Vladimir Mikhaylovich Volkenstein (Владимир Михайлович Волькенштейн, born 15 October 1883, died 30 November 1974), was a Russian Empire and Soviet playwright, theatre and literary critic, poet and reader in drama.

A Saint Petersburg University's Law faculty graduate, Volkenstein started out as a poet. He debuted as a playwright in 1907, when fragments of his play Ivan Doctors appeared in the Shipovnik (Wild Roses) almanac. In 1911 Stanislavski invited him to Moscow Art Theatre, where he worked until 1921, first as a secretary, later a literary consultant.

Volkenstein's first major success came with the play Kaliki perekhozhiye (Wanderers). It was produced by the MAT's First Studio and earned him the Griboyedov Prize in 1914. It was followed by Herod and Marianna (1916), Paganini (1920), The Experience of Mr. Webb (Опыт мистера Вебба, produced by the Moscow Korsh Theatre, 1918–1922), Spartak (Moscow Revolution Theatre, 1926), and Houssars and Doves (Maly Theatre, 1928).

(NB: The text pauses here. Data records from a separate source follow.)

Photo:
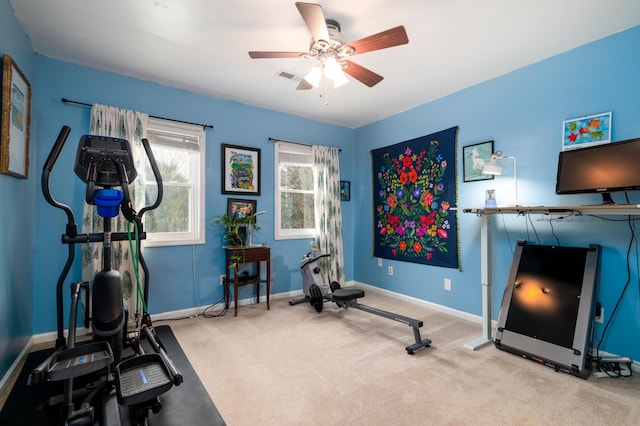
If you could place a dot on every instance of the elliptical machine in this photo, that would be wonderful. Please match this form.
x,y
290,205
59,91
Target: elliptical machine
x,y
115,388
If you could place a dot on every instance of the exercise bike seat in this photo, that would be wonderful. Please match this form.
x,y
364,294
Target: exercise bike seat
x,y
346,294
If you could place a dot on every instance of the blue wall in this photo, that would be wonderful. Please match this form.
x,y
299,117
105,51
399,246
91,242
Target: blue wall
x,y
522,112
16,217
181,276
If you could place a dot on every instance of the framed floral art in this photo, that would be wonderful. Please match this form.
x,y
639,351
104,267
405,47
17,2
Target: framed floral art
x,y
414,192
240,170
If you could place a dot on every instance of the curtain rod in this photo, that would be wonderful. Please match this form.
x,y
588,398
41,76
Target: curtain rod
x,y
204,126
296,143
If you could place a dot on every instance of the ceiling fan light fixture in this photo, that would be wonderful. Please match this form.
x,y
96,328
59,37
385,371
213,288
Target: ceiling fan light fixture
x,y
340,80
332,68
314,76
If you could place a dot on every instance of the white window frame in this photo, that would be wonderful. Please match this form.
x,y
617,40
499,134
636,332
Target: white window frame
x,y
281,151
196,235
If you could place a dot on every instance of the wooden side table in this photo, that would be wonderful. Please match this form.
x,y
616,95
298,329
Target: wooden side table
x,y
235,258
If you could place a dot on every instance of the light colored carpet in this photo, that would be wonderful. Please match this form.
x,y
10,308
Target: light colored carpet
x,y
293,366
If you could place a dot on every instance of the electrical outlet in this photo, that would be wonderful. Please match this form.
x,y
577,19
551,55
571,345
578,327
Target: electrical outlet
x,y
447,284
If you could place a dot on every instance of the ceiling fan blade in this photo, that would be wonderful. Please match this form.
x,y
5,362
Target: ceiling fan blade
x,y
304,85
267,55
389,38
314,18
364,75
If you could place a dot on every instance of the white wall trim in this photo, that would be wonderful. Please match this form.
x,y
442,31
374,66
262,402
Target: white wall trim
x,y
419,302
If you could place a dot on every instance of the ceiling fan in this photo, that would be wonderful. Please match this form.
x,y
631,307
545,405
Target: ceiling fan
x,y
332,53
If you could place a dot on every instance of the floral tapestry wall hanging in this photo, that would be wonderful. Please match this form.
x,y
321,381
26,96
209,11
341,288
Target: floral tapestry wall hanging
x,y
414,190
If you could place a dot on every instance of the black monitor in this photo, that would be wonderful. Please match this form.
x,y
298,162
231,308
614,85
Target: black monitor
x,y
600,169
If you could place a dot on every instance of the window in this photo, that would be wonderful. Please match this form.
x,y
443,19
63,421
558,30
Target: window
x,y
179,150
294,195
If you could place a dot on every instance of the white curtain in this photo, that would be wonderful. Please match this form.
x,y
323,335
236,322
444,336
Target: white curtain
x,y
328,211
132,126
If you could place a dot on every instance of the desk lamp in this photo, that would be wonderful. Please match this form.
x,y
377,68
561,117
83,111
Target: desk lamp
x,y
494,168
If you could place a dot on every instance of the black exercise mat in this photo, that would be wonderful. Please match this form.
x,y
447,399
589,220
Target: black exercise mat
x,y
187,404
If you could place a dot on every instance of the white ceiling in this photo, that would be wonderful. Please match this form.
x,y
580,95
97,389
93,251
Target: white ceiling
x,y
202,45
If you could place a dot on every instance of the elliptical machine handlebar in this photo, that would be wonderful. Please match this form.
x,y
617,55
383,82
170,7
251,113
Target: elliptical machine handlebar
x,y
72,230
156,175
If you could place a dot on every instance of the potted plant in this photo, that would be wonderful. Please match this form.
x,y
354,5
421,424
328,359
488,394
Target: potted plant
x,y
237,229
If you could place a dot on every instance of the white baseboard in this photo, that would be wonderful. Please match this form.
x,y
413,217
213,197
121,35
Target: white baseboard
x,y
6,384
440,308
197,311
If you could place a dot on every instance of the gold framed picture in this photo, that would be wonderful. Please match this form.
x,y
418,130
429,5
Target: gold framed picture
x,y
15,120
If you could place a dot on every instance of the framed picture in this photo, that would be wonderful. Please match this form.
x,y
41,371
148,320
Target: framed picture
x,y
240,170
586,131
241,209
345,190
474,157
15,120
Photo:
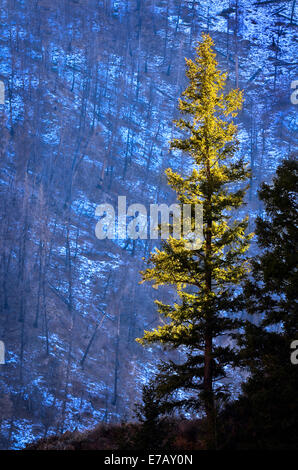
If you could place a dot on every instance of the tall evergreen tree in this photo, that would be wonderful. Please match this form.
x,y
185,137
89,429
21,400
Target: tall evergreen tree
x,y
204,278
266,414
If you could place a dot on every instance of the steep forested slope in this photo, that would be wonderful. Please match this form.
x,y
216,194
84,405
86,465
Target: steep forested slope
x,y
91,89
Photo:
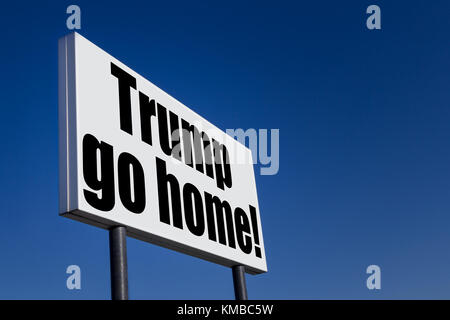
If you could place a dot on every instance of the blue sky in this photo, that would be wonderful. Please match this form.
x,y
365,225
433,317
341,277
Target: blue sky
x,y
364,130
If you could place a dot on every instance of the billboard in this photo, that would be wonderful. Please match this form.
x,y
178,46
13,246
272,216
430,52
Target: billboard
x,y
132,155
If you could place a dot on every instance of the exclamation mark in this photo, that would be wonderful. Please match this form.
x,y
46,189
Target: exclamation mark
x,y
255,230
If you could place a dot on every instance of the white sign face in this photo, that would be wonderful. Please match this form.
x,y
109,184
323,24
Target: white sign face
x,y
132,155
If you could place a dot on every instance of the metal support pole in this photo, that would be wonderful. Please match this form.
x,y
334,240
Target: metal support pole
x,y
240,288
118,261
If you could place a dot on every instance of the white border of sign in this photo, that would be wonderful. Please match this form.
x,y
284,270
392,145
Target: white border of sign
x,y
81,62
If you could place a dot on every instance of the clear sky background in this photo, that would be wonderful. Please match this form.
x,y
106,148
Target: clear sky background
x,y
364,121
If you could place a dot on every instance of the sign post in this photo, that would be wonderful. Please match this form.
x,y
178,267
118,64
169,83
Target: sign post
x,y
240,288
118,263
137,162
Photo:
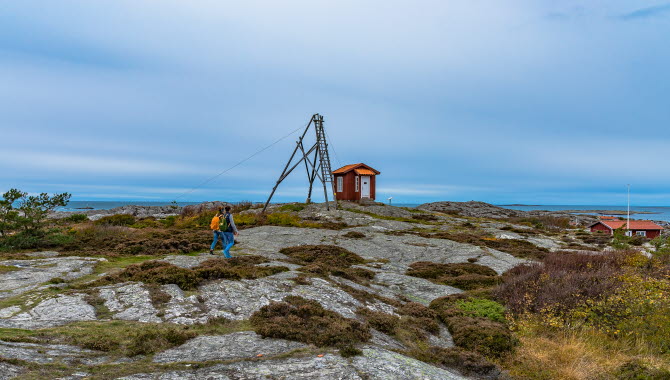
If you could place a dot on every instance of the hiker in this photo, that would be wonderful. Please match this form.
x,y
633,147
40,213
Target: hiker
x,y
215,225
224,228
229,231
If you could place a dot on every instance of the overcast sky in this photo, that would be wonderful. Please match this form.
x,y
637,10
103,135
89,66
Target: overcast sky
x,y
539,102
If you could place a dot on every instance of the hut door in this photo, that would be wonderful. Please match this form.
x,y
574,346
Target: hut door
x,y
365,186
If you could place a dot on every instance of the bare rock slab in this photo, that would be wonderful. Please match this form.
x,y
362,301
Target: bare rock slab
x,y
56,311
49,353
240,345
327,367
382,364
130,302
30,274
9,371
375,363
417,289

In 1930—1948 (with a break during the War) Vokenstein read the esthetics and film drama at the Gerasimov Institute of Cinematography. He wrote a script for the film Miklouho-Maclay, shot in 1947 by Aleksandr Razumny. Among Volkenstein's theoretical works the most important are considered to be a monograph on Stanislavski and the textbook Drama, centering around the technical aspects of the classical epic drama of the past.

Volkenstein was married three times. His first wife was the poet and feminist Sophia Parnok (1907-1909). Mikhail Volkenshtein, his son from the second marriage, became a well-known biophysicist. His third wife was Maria Gambaryan, a notable Soviet, Armenian classical pianist.